Oh boy, it’s playoff time! Time for all of the baseball prognosticators out there to find that perfect little factoid that no one else has noticed about each series. It needs to be slightly surprising and counter-intuitive so that the reader is entertained by your erudite knowledge of the game, not to mention your use of the word “erudite.” You also need to be able to make a case, probably though some questionable logic, that this factoid will, over the next five games between these two teams, not only make a difference in the outcome of the series, but will be the difference between the teams. You get bonus points if you refer to someone really obscure as an X-factor.
But if you can’t think of an X-factor that’s hipster enough, you can always fall back on the old standbys. Team A will win because they clinched early and are well-rested. Team B will win because they had to fight all the way through September to the last day and are already in playoff mode. What’s fun is that you’ll hear both explanations cited. The Braves built a 15-game lead over the Nationals in August, and it was a foregone conclusion that they would win the NL East. The AL Wild Card race, on the other hand, ended up being oodles of fun (and it’s not done yet!). We’ll find out later this week who gets to be the fourth entrant into the ALDS round. I guarantee that you’ll hear both the Braves and the Indians/Rangers/Rays picked to win (and lose) their respective series for these completely opposite reasons, the same way that the older, more experienced team and the younger, hungrier team will win.
It’s an argument that comes up a lot. Some teams haven’t had to break a sweat yet, while others have fought tooth and nail to get to this moment.

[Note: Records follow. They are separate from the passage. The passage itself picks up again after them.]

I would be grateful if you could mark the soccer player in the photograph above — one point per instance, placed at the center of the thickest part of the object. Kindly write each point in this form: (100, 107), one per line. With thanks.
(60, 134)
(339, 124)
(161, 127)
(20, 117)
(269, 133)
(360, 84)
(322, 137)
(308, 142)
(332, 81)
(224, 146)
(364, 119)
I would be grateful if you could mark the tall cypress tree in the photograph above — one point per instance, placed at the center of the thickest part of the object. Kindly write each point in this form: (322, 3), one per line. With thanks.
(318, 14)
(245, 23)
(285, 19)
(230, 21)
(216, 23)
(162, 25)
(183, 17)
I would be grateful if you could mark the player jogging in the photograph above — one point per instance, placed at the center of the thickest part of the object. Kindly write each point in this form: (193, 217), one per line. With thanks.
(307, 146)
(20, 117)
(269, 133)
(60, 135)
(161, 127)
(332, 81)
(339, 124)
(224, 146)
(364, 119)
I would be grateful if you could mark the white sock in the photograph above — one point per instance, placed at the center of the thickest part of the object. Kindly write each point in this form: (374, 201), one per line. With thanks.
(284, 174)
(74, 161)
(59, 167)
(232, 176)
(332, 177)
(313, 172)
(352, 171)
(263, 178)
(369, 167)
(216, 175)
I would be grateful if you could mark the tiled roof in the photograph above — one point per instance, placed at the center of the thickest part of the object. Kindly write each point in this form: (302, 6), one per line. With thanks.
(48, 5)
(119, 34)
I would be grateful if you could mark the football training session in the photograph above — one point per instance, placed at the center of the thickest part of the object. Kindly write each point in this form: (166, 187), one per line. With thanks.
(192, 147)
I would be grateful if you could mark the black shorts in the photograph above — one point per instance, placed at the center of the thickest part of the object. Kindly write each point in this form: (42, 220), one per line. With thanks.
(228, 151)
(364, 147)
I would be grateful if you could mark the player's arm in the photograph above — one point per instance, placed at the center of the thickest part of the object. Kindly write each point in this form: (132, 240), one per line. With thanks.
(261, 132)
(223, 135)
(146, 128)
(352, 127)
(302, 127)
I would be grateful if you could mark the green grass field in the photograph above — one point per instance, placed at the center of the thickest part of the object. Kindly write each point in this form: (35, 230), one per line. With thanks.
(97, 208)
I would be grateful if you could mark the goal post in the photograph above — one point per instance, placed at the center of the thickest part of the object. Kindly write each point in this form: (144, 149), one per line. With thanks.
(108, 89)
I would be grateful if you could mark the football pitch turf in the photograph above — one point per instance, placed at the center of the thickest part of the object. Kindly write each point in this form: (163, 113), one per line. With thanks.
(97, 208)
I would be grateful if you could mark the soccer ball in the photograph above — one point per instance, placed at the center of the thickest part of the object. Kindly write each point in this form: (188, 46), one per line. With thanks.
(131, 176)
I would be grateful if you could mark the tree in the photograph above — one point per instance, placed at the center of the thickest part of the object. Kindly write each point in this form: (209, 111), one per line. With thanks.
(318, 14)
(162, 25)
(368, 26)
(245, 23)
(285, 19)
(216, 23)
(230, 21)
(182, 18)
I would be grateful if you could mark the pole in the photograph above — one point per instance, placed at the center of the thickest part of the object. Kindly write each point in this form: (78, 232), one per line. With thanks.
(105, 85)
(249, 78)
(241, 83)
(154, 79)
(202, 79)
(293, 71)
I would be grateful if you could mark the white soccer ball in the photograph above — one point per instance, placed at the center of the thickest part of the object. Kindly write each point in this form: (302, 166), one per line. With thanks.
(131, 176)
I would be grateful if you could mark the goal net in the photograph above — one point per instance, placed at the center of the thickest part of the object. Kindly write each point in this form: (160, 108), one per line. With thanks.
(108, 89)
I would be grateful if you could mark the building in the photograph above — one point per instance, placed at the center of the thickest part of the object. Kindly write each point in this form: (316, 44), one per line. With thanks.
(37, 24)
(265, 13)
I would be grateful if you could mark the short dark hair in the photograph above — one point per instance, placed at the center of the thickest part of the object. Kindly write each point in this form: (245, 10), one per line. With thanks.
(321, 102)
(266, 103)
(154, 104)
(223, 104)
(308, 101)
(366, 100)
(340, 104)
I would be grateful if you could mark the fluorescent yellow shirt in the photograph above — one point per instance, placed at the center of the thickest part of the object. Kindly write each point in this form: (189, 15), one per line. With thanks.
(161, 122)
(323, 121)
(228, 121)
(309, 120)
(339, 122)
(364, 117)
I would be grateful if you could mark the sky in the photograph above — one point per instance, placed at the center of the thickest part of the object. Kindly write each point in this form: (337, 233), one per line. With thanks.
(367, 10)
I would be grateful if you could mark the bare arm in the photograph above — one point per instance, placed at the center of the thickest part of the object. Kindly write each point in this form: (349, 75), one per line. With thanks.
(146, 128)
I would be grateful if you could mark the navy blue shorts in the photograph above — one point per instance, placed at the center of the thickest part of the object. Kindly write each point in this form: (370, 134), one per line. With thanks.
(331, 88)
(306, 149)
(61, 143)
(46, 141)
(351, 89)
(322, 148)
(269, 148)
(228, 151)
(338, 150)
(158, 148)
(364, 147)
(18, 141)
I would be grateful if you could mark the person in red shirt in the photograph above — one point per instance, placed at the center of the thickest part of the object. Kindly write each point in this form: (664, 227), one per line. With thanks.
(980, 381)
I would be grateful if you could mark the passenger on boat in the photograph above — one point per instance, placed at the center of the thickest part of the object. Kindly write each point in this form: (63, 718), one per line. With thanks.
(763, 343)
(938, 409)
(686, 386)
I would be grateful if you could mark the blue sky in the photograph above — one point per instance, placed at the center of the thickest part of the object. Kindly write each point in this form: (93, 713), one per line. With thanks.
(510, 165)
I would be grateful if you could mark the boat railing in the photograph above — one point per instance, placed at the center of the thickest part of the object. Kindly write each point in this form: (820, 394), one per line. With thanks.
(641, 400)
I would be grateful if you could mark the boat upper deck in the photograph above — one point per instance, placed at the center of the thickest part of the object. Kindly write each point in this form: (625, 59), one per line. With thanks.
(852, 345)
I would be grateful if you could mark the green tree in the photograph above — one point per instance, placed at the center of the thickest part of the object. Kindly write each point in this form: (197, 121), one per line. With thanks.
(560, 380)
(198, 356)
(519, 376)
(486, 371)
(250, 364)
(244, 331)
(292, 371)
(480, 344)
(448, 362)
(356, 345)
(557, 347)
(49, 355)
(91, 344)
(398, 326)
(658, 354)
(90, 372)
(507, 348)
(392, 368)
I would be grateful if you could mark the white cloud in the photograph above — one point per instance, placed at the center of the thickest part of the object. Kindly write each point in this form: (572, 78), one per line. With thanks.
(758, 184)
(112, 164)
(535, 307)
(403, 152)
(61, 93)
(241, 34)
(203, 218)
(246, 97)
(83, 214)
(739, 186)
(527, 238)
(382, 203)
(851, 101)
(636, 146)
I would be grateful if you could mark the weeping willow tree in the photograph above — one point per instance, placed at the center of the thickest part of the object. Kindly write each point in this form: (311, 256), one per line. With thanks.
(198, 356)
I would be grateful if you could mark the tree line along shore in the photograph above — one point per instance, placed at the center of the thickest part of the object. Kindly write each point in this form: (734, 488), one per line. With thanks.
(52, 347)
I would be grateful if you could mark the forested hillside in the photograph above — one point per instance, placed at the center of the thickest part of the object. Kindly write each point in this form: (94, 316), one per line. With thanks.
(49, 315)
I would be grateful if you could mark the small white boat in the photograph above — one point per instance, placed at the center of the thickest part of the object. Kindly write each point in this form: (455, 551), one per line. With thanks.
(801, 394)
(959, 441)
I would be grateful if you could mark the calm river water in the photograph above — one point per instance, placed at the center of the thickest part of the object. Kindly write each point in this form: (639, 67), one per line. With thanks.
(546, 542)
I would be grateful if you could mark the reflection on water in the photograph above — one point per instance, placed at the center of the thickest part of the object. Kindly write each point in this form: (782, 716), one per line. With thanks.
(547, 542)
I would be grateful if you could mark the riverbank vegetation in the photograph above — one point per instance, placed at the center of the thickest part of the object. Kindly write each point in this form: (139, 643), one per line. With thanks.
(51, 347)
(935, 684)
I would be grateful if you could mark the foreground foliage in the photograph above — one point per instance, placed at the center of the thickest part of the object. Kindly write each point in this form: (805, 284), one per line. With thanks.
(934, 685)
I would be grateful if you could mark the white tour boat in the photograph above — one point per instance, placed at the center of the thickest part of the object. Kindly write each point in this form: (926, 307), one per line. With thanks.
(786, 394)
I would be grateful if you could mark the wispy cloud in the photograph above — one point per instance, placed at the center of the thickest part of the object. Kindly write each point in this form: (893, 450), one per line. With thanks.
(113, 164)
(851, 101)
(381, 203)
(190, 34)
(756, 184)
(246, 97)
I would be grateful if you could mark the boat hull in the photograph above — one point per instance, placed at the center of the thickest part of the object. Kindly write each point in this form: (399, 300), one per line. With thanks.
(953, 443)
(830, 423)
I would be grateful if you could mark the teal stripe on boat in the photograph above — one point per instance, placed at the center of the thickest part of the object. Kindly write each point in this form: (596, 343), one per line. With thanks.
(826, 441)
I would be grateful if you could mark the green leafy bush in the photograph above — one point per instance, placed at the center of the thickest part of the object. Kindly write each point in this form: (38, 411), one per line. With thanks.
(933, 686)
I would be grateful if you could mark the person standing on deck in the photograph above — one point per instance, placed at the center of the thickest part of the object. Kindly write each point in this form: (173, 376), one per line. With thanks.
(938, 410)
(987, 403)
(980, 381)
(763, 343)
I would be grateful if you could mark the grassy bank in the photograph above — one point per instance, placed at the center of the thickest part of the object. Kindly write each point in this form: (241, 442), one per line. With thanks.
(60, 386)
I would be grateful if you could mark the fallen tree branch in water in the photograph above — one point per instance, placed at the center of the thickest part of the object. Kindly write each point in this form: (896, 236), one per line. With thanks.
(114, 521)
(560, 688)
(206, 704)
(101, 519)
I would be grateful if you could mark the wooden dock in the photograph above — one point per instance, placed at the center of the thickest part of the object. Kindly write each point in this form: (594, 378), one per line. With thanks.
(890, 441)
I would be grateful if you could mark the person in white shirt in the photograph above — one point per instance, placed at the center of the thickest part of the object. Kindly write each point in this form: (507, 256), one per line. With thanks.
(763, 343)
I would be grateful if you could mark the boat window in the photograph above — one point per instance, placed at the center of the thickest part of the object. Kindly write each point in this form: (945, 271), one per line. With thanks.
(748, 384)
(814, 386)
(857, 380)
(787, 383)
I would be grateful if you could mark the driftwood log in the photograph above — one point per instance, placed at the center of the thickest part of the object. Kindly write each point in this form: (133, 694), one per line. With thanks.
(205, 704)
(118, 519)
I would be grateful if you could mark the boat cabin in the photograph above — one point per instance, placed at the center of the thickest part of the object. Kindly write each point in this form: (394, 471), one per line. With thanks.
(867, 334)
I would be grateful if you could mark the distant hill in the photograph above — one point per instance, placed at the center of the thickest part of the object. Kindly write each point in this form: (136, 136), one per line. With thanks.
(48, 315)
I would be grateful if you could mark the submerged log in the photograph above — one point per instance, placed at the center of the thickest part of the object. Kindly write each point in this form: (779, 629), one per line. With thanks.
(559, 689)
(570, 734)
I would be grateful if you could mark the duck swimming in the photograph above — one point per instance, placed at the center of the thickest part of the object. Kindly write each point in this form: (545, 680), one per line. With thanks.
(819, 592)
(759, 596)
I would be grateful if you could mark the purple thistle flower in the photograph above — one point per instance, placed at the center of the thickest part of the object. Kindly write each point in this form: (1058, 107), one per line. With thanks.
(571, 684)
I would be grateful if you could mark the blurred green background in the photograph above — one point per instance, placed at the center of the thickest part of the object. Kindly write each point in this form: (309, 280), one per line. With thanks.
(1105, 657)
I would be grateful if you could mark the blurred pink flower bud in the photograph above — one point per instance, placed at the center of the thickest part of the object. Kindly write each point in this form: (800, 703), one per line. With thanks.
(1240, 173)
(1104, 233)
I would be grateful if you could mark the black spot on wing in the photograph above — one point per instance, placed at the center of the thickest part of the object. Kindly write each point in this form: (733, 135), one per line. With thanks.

Those who argue that teams who have had to fight have an advantage are implicitly arguing for something called stress inoculation theory. The playoffs are a big stage, and you can’t blame players for being a little nervous when they step onto the field. We already know that players do show some different results than we might expect in the postseason. There’s only one October!, after all. In the same way that things that once made you nervous get less nerve-wracking after you’ve done them a few times, playing big games in September makes it easier to deal with the butterflies in October.
You might call it momentum, because the teams that just squeaked into the playoffs generally played in a bunch of critical games, but also won them. That’s how they got in. But really we’re arguing that this toughened the up in some way. They have already faced down the monster and won. Why not do it again? On the other side, we might cite the Beane Excremental Effectiveness Theorem. We know that anything can happen in a short series. So there’s probably already a really good chance that our momentum-having team could win the series by chance. Maybe all this talk of momentum is a bunch of excrement.
Shall we find out together?
Warning! Gory Mathematical Details Ahead!
Let’s talk about meaningful games in September. I considered a game to be meaningful for a team if it met a few criteria
- The team entered that day’s game(s) having not clinched a playoff spot, either division or wild card. If the team is leading their division and has clinched “the worst that can happen is a wild card” then they are considered to have clinched.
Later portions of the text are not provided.